We also studied the efficiencies of the coenzymes of these reductases, NADPH as a coenzyme of POR, and NADH as a coenzyme of CBR, to mediate BaP oxidation. Two systems containing human P450 1A1 were utilized: human recombinant P450 1A1 expressed with POR, CBR, epoxide hydrolase; and cytochrome b(5) in Supersomes and human recombinant 2450 1A1 reconstituted with POR and/or with CBR and cytochrome b(5) in liposomes.

BaP-9,10-dihydrodiol, BaP-7,8-dihydrodiol, BaP-1,6-dione, BaP-3,6-dione, BaP-9-ol, BaP-3-ol, a metabolite of unknown structure, and two BaP-DNA adducts were generated by the P450 1A1=Supersomes system, both in the presence of NADPH and in the presence of NADH. The major BaP-DNA adduct detected by P-32-postlabeling was characterized as 10-(deoxyguanosin-N-2-yl)-7,8,9-trihydroxy-7,8,9,10-tetrahydro-BaP (assigned adduct 1), while the minor adduct is probably a guanine adduct derived from 9-hydroxy-BaP-4,5-epoxide (assigned adduct 2).
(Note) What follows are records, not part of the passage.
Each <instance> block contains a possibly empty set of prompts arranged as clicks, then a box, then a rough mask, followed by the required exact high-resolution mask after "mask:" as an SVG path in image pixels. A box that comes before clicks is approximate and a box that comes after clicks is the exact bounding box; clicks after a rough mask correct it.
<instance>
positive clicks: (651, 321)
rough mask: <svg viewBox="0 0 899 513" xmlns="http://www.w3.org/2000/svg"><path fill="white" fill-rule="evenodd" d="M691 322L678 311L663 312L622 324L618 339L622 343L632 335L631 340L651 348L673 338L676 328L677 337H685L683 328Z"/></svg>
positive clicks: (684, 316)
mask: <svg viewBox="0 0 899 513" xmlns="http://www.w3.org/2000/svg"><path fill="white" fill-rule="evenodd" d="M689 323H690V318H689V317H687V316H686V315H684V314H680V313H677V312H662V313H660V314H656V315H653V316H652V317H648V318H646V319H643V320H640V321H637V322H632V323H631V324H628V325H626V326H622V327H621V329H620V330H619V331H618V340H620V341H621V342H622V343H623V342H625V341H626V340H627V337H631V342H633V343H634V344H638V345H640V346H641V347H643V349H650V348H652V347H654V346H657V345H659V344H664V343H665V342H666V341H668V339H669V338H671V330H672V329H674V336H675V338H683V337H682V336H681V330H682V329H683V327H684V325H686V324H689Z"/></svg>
BaP-3-ol as the major metabolite, BaP-9-ol, BaP-1,6-dione, BaP-3,6-dione, an unknown metabolite, and adduct 2 were observed in the system using P450 1A1 reconstituted with POR plus NADPH. When P450 1A1 was reconstituted with CBR and cytochrome b(5) plus NADH, BaP-3-ol was the predominant metabolite too, and an adduct 2 was also generated.

Our results demonstrate that the NADH/cytochrome b(5)/CBR system can act as the sole electron donor both for the first and second reduction of P450 1A1 during the oxidation of BaP in vitro. They suggest that NADH-dependent CBR can replace NADPH-dependent POR in the P450 1A1-catalyzed metabolism of BaP.